Suppose $f : I \to \mathbb{R}$ where $I$ is an open interval (say $(a,b)$). Also assume that $f(x) > 0$ for all $x \in I$. Then
If $\lim_{x \to a^+} {1 \over f(x)} = 0$, then $\lim_{x \to a^+} f(x) = \infty$
Note that $a^+$ is the limit from the right.
Here is my go. Does it look correct?
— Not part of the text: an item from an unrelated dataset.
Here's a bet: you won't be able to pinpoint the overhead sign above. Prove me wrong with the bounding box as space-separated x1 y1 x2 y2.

I am told that I should pick an arbitrary $N$ at the beginning of the proof but did not understand what that means.
Proof
Suppose $f : (a,b) \to \mathbb{R}$ and $\lim_{x \to a^+} {1 \over f(x)} = 0.$ By definition, this means $\forall \epsilon>0$, $\exists m\in(a,b)$ such that if $a < x < m$, then $|1/f(x) - 0|< \epsilon$.
With $\epsilon>0$, we have $1/f(x) < \epsilon$ whenever $a < x < m$. This implies that if $a < x < m$ then $ f(x) > 1/ \epsilon >0$. It follows that we can find some $N = 1/\epsilon> 0$ such that $f(x) >N$ whenever $a < x < m$. This completes the proof that $\lim_{x \to a^+} f(x) = \infty $}